Despite this, the engine leaves us wanting. It makes a meager 205 horsepower and 156 lb-ft of torque, and the power just isn't there to keep up with the nimble chassis. The key to speed with this car is maintaining momentum - lose it and you're back at square one, which sits 9.3 seconds from 60 mph. As good as the handling is, a healthy jump in power would make for an even more invigorating experience.
A performance value: A lot of good sports cars sit out of reach for many enthusiasts, especially the younger set. The BRZ helps rectify this by carrying a price tag that's within reach for those not trying to take out a mortgage for a new performance car.

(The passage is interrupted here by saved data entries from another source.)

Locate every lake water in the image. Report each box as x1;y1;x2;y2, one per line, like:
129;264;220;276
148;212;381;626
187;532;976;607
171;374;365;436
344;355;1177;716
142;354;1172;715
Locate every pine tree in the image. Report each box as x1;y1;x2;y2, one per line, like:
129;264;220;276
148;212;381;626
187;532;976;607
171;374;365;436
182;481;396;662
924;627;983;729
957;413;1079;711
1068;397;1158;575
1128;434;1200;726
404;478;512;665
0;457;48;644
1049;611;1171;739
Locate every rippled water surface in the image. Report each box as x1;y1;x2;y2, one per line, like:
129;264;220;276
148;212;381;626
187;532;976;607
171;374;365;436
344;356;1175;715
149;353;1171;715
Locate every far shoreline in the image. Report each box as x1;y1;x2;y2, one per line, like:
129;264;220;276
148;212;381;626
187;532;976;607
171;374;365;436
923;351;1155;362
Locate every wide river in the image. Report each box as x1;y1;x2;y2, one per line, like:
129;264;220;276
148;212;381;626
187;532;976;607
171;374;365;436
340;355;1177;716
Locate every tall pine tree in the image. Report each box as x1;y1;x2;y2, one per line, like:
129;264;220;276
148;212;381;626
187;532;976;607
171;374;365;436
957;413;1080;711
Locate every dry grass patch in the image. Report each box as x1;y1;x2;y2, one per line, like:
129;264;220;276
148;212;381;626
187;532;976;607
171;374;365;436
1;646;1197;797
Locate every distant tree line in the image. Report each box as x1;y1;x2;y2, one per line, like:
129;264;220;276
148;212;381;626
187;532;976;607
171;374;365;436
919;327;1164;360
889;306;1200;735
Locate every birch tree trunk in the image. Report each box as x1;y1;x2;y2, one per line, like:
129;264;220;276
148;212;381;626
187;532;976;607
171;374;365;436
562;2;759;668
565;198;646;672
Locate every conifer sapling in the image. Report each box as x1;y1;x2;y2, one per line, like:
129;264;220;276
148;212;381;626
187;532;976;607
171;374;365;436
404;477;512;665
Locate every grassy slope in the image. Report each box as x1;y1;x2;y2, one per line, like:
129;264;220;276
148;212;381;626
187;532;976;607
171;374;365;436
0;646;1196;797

A base Premium trim stickers for $25,795, while the nicer-trimmed Limited can be had for $28,645.
By contrast, a ragtop Miata begins at $25,730. This is the BRZ's closest competitor, not so much in apparent similarities - after all, one's a convertible two-seater and the other a four-seater hardtop - but in ethos and philosophy. Both are light, nimble, and low on power but high in smile-inducing fun.
You can try to compare a Mustang or Camaro, but their added heft and longer shadows make them feel more like grand tourers than lightweight sports cars. To pit either of the American coupes against the Subaru would only serve to highlight the disparity in their respective intentions.
Final thoughts: Cheap analog sports cars were once taken for granted rather than heralded and evangelized. But dastardly things like changing tastes and market effects and good business sense have established a new world order in this latest century. It's conspired to make something as seemingly mundane as the cheap rear-drive BRZ a rare bit of sparse unpolished sanctity in an era intent on luxifying everything from sub-compacts to heavy-duty trucks.
Some might not like the crudeness of the BRZ. Others might find fault with the rather mediocre fuel economy or lack of space or some other objective measure. These are all valid flaws, yet the rectifying of these flaws would undo the whole delicate knot that makes the BRZ as special and worthwhile as it is.
More money can buy a better sports car, but there are few sports cars as simple and visceral as the 2019 BRZ.